Depuis la pandémie, il n’est pas rare d’apercevoir des affiches indiquant qu’un commerce refuse carrément l’argent comptant ou qu’il privilégie les paiements par carte. Et je ne suis pas la seule à l’avoir remarqué : une enquête de la Banque du Canada sur les modes de paiement utilisés au temps de la COVID-19 révèle que c’est aussi le cas de 36 % des Canadiens. Au moment de payer, 12 % des répondants se sont fait refuser les espèces.
Une mort (déjà) annoncée
La crise de la COVID-19 va-t-elle accélérer la disparition de l’argent comptant? Peut-être, si l’on en croit toujours le sondage de la Banque du Canada réalisé durant la pandémie. Ses résultats confirment que les habitudes des consommateurs face à l’usage de ce mode de paiement ont changé à cause de la COVID-19. En effet, 35 % des répondants disent avoir diminué leur utilisation de l’argent comptant durant la période.
La Banque du Canada parlait déjà d’un « délaissement graduel » de l’utilisation de l’argent comptant en 2015, exacerbé par l’avènement du paiement par carte de crédit sans contact (paypass et autres du genre).

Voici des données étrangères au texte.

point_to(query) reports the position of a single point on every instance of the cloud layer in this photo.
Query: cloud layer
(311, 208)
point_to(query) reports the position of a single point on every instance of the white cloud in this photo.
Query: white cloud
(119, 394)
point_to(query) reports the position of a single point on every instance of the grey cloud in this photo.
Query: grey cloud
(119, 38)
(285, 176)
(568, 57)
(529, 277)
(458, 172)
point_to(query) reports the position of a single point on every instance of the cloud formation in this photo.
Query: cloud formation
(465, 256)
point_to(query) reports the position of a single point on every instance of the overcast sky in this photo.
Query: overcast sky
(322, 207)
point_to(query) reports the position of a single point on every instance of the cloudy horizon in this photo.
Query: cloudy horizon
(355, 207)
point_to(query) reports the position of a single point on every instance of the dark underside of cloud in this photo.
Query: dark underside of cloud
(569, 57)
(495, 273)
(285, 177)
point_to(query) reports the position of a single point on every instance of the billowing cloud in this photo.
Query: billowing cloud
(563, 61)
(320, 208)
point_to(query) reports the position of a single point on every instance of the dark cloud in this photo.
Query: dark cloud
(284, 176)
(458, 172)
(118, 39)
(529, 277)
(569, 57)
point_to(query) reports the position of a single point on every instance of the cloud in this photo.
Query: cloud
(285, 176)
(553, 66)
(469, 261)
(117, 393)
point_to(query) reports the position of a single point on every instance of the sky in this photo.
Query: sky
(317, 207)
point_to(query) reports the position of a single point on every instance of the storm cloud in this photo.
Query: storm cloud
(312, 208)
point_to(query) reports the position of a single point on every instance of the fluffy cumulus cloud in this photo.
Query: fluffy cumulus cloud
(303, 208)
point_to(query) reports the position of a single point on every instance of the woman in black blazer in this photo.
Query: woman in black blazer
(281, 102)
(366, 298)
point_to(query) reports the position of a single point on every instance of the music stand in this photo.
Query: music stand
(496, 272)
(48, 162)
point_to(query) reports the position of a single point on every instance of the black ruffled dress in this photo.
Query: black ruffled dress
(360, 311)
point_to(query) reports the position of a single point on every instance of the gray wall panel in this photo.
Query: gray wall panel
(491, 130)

La Banque du Canada promet de mener une enquête sur les modes de paiement jusqu’au premier semestre de 2021 pour mesurer les effets de la pandémie sur ceux-ci. On pourra alors brosser un meilleur portrait des nouvelles habitudes de paiement.
Qui écope?
Cette nouvelle réalité a des conséquences bien réelles pour plusieurs, particulièrement les personnes plus vulnérables. Une étude d’Option consommateurs publiée en janvier dernier établit un lien clair entre la situation économique d’une personne et son utilisation de l’argent comptant. « […] Plus une personne est défavorisée économiquement, plus elle est susceptible d’utiliser couramment l’argent comptant », écrit l’organisme, qui se base entre autres sur des données de la Banque du Canada.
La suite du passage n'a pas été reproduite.